Poros is quiet but for the clink of our breakfast cutlery on the deck of Colonnade restaurant, and the clang of a bell. No traffic, no tour coaches, no budget airlines coming into land. This isn’t an island for big cruise ships either: even from modest Seabourn Encore, we have to tender ashore. Nobody harasses us on the waterfront. If you want donkey rides, booze buses or glamorous beach clubs then you’re in the wrong place.
Poros is one of the most conveniently located of all Greek islands, yet is bypassed by the mass and international markets. A few sun-crisped Scandinavians flop on tethered yachts, but Greeks slump at cafe tables on the waterfront, drinking thick coffees and swirling their worry beads.
I’ve arrived overnight at the start of a Seabourn cruise through Greece and Turkey. From Athens, Poros is 58 kilometres by ship or ferry across the Saronic Gulf, or 180 kilometres if you drive around it. That makes it a favourite among weekending Athenians, but easy access isn’t the only attraction.
Because it hangs only 200 metres off the Peloponnese, the main town and its unsightly services are relegated to the mainland. This is a pretty green island, rugged and crumpled, whispering with pine forest and scalloped at its edges with beaches.

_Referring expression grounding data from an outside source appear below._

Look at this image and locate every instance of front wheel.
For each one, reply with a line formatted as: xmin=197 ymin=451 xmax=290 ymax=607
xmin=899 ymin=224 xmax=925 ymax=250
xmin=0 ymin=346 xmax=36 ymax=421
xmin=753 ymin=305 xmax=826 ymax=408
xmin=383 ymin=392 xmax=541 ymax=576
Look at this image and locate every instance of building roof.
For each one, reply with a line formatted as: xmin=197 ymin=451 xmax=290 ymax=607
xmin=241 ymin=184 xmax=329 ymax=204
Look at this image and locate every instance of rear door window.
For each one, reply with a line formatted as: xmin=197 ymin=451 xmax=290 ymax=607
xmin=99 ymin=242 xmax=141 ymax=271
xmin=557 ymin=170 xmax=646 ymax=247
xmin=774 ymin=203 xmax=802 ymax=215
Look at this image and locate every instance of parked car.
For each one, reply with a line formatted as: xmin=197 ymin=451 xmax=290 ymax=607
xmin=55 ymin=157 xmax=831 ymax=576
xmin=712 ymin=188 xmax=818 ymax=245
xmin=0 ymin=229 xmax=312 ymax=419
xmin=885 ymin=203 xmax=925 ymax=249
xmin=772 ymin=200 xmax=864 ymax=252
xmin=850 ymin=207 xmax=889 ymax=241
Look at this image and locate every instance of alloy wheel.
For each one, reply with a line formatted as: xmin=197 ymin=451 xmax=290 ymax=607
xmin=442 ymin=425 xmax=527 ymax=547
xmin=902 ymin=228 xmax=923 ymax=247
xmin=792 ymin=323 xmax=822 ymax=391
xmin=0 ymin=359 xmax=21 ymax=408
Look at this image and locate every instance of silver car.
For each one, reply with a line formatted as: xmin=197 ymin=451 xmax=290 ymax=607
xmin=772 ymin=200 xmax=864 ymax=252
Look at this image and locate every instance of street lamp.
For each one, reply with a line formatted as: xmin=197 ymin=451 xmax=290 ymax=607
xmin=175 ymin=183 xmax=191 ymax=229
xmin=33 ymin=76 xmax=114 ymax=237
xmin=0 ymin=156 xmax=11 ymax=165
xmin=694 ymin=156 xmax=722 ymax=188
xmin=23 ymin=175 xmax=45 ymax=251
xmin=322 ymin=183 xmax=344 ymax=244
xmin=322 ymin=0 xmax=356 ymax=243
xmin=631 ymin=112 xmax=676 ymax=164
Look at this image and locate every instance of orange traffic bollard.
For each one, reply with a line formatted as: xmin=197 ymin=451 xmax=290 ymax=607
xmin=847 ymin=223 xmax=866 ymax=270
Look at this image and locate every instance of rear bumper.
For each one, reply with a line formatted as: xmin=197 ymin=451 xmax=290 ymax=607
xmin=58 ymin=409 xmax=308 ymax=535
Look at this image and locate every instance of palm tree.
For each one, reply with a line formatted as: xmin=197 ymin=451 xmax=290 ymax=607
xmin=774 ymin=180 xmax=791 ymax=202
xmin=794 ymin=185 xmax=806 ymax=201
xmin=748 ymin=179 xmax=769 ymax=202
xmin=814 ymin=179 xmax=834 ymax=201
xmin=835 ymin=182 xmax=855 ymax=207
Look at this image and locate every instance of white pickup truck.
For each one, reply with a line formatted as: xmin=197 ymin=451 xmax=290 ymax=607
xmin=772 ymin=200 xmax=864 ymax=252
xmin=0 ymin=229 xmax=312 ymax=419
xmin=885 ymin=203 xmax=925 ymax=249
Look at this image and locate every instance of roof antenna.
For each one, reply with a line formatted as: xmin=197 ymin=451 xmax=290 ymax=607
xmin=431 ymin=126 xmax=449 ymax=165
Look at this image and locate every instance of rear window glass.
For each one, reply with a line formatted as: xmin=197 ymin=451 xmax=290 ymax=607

You could say this is the perfect place for a cruise-ship visit because you’ll see everything in a day, such as the ruins of a Temple of Poseidon, a trim monastery, and some appealing chapels draped in icons of sad-eyed saints. Equally, you could stay an indolent week and be happy.
Poros is technically two islands of disproportionate size, joined by a short bridge. Athenians come to bike and walk, sail and wallow in shallow sapphire waters. I’m sticking to small island Sphaeria where Poros town is located.